Bootstrap estimates for standard error for the mean of the treatment group:
> set.seed(1)
> brep <- bootstrap(mouse.t,25,mean,func=sd)
What is in the brep$jack.boot.val ?
Let's see how to get the jackknife-after-bootstrap values.
First, set the seed again, and create the bootstrap matrix of indicies
> set.seed(1)
> matrix(sample(1:7, size = 7 * 25, replace = T), nrow = 25)
For example, if we want to compute brep$jac.boot.val[1] we would look for all the rows in the matrix that do not contain the number 1 and caculate the standard error of those $thetastar bootstrap estimates.
> sd(brep$thetastar[c(1,3,4,9,11,12,14,15,20,21,23,25)])
or depending on the version of R:
> sd(brep$thetastar[c(4,7,8,11,14,15,18,21,25)])
Now, to get the jackknife-after-bootstrap estimate of the standard error (brep$jack.boot.se) of the bootstrap estimate of the standard error (brep$func.thetastar) :
> sd(brep$jack.boot.val)*(7-1)/sqrt(7)
Pretty neat.
If you are interested in a jackknife function you can get your own function by:
> source("http://www.rohan.sdsu.edu/~babailey/stat672/jackknife.r")

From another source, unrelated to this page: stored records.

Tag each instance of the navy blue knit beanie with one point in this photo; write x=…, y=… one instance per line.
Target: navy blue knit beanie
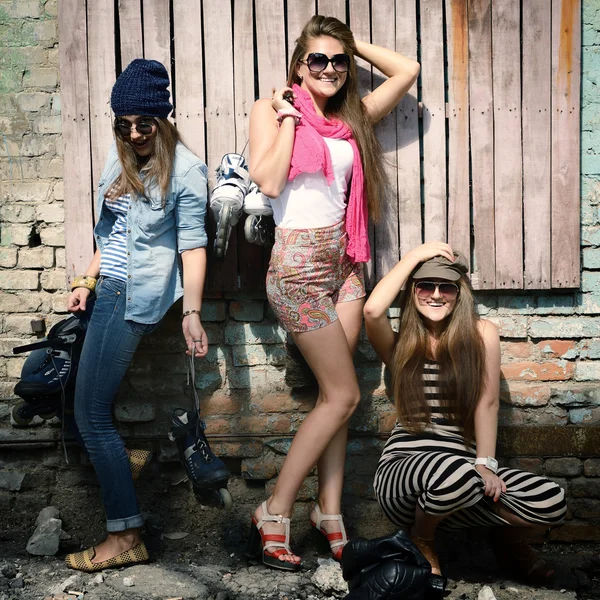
x=141, y=89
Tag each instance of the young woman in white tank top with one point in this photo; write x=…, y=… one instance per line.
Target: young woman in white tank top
x=314, y=152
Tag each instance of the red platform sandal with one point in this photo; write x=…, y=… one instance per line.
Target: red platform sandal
x=337, y=539
x=262, y=543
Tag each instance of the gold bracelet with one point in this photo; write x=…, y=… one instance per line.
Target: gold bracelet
x=187, y=313
x=86, y=281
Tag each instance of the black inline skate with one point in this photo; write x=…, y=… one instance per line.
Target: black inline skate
x=48, y=375
x=205, y=470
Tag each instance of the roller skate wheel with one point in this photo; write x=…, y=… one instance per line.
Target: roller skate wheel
x=226, y=498
x=20, y=418
x=223, y=231
x=250, y=229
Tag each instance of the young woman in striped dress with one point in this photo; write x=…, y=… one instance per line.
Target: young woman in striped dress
x=438, y=467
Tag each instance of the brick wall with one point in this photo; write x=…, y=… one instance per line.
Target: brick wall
x=550, y=415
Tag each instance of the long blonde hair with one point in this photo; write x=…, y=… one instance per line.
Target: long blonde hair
x=346, y=105
x=460, y=353
x=157, y=171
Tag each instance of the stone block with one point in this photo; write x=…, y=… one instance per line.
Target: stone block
x=575, y=531
x=213, y=310
x=257, y=379
x=587, y=371
x=54, y=279
x=591, y=467
x=522, y=394
x=588, y=304
x=58, y=191
x=584, y=487
x=249, y=310
x=511, y=350
x=35, y=145
x=522, y=305
x=280, y=403
x=32, y=101
x=36, y=258
x=556, y=305
x=564, y=327
x=263, y=467
x=45, y=32
x=591, y=258
x=41, y=78
x=53, y=236
x=556, y=348
x=59, y=256
x=263, y=333
x=252, y=355
x=51, y=124
x=221, y=403
x=564, y=467
x=590, y=281
x=531, y=371
x=19, y=280
x=22, y=9
x=134, y=413
x=529, y=464
x=18, y=324
x=51, y=168
x=510, y=327
x=11, y=302
x=10, y=234
x=8, y=257
x=584, y=416
x=576, y=397
x=585, y=508
x=17, y=213
x=11, y=481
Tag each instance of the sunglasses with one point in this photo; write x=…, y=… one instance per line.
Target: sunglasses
x=426, y=289
x=143, y=127
x=316, y=62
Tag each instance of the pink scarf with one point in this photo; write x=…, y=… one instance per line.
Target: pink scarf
x=311, y=154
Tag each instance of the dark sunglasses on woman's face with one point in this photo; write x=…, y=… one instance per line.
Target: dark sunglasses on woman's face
x=316, y=62
x=426, y=289
x=143, y=127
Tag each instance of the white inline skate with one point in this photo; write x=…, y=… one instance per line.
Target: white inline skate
x=227, y=198
x=259, y=227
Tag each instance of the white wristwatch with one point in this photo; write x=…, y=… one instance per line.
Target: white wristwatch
x=490, y=463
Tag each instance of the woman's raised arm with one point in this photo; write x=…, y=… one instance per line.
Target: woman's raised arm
x=401, y=72
x=271, y=144
x=381, y=335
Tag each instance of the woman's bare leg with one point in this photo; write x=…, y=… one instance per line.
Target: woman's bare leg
x=327, y=353
x=330, y=466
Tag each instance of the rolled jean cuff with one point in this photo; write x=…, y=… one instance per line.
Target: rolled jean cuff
x=113, y=525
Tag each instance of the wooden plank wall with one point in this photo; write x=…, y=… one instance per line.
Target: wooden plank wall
x=489, y=163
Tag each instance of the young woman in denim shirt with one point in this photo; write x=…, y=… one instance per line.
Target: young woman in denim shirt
x=151, y=243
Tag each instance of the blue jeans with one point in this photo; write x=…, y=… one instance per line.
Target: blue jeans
x=109, y=346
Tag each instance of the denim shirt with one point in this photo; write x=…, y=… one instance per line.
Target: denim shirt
x=157, y=234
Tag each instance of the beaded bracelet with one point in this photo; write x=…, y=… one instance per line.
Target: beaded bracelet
x=190, y=312
x=86, y=281
x=282, y=113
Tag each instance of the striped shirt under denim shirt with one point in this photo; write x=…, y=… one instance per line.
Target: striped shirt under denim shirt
x=113, y=258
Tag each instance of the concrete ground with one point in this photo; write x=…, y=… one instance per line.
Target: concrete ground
x=198, y=553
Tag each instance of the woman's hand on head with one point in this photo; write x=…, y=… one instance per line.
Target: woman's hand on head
x=195, y=336
x=279, y=101
x=429, y=250
x=494, y=486
x=77, y=300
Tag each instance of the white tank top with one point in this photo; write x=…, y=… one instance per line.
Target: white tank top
x=308, y=201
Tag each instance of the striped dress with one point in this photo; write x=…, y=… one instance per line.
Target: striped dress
x=436, y=469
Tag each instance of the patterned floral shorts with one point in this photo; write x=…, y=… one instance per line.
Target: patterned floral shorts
x=309, y=274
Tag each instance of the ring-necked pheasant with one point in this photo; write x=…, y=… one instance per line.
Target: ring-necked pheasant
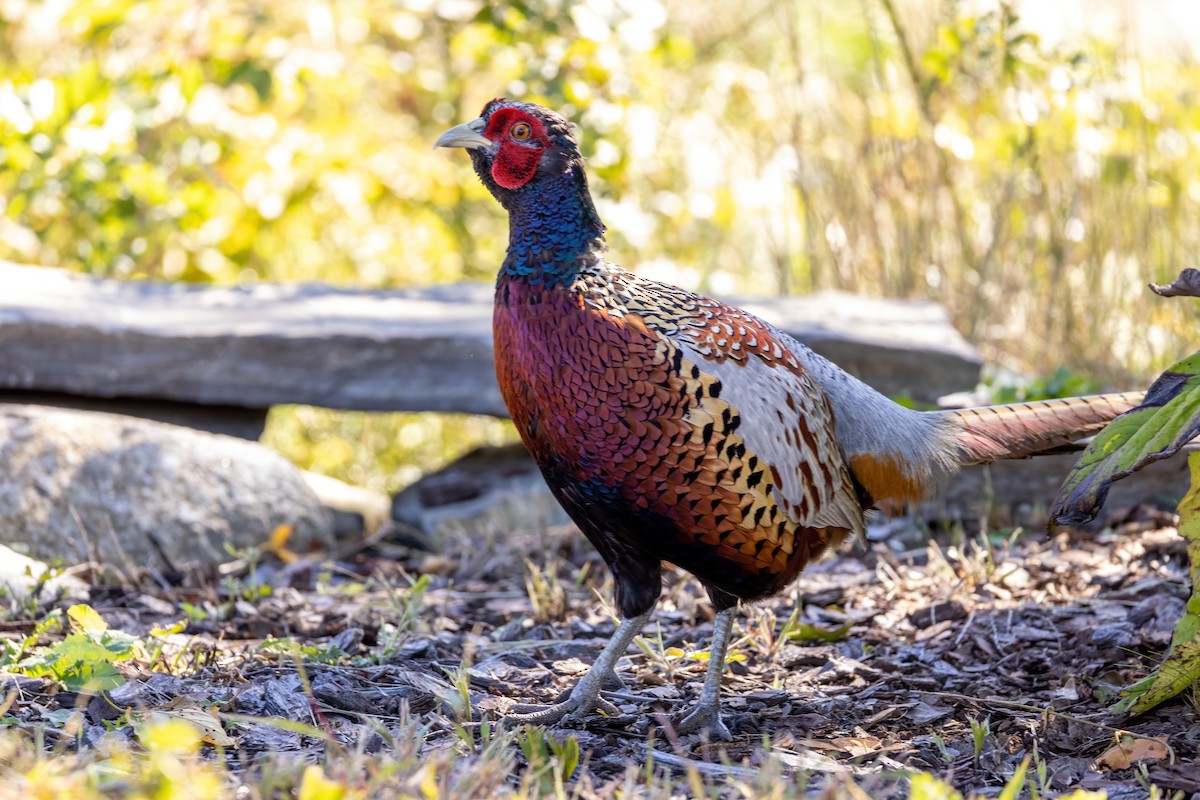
x=677, y=428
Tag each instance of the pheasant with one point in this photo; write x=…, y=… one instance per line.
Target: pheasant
x=673, y=427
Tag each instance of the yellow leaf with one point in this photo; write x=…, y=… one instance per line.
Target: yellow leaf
x=1126, y=753
x=203, y=723
x=315, y=786
x=85, y=618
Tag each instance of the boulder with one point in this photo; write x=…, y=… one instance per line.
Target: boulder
x=150, y=348
x=78, y=486
x=22, y=578
x=490, y=488
x=499, y=488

Here is the function: jackknife.r
We will use the function bcanon:
Let's get our own bcanon function by:
> source("http://www.rohan.sdsu.edu/~babailey/stat672/bcanon.r")

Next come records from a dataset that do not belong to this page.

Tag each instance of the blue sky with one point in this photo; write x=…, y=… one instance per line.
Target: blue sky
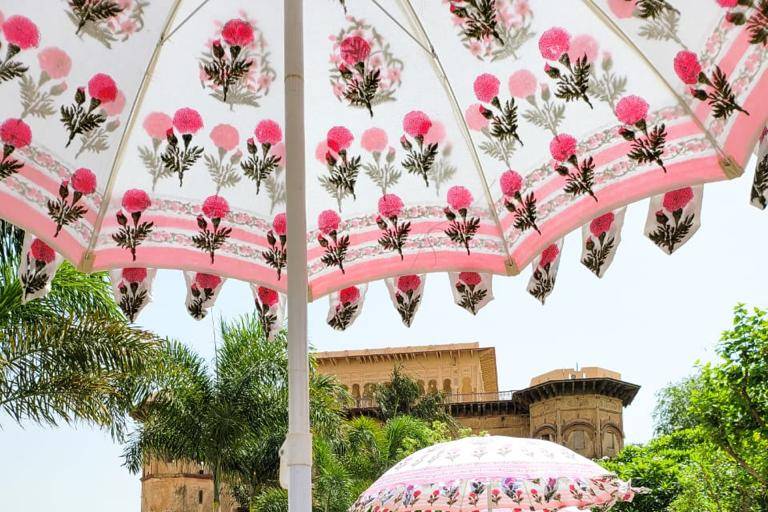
x=651, y=318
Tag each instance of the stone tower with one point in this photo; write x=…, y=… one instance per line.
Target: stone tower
x=179, y=486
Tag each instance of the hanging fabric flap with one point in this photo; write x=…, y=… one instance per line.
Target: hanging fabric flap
x=759, y=196
x=674, y=217
x=202, y=291
x=600, y=240
x=37, y=269
x=406, y=292
x=345, y=306
x=545, y=267
x=270, y=306
x=132, y=288
x=471, y=290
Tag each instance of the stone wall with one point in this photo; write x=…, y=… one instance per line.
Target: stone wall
x=587, y=424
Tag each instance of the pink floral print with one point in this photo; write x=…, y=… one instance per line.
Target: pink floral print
x=20, y=34
x=331, y=240
x=178, y=159
x=343, y=168
x=14, y=134
x=345, y=307
x=81, y=120
x=545, y=272
x=522, y=207
x=493, y=29
x=261, y=166
x=463, y=226
x=715, y=91
x=573, y=82
x=215, y=209
x=646, y=148
x=130, y=236
x=364, y=71
x=37, y=96
x=675, y=221
x=582, y=178
x=235, y=64
x=394, y=233
x=62, y=211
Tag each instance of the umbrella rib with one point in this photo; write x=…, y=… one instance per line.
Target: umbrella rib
x=86, y=264
x=511, y=266
x=729, y=166
x=401, y=26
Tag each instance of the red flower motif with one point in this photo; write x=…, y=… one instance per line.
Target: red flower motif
x=42, y=251
x=554, y=43
x=475, y=118
x=601, y=224
x=136, y=200
x=354, y=49
x=549, y=255
x=339, y=138
x=622, y=8
x=408, y=283
x=225, y=136
x=215, y=207
x=84, y=181
x=486, y=87
x=470, y=278
x=268, y=132
x=328, y=221
x=280, y=224
x=102, y=87
x=687, y=67
x=390, y=205
x=187, y=120
x=55, y=62
x=631, y=109
x=562, y=147
x=157, y=125
x=511, y=182
x=349, y=295
x=677, y=199
x=522, y=84
x=267, y=296
x=237, y=33
x=16, y=133
x=374, y=140
x=207, y=281
x=20, y=31
x=459, y=198
x=416, y=123
x=134, y=275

Here is the function: bcanon.r
There is a help file available: bcanon.help
Above, we used the quantile function and construct percentiles of thetastar based on the 1000 bootstrap replications.
Let's use the bcanon function:
> set.seed(6)
> bca <- bcanon(mouse.t, 1000, mean)
What's in bca?
How do they compare?
From the mouse data, the difference in the means, thetahat= zbar - ybar = 30.63, which suggests that the Treatment distribution F gives longer survival times than does the Control distribution G. Consider the hypothsis:
H_o: F=G
thetahat = 1/n sum_{g_i=z} data - 1/m sum_{g_i=y} data
#{thetahat^* >= thetahat}/B
See if you can write a function or source code to do a permutation test for the difference of the means of the mouse data.
OK, is there an R function for permutation tests?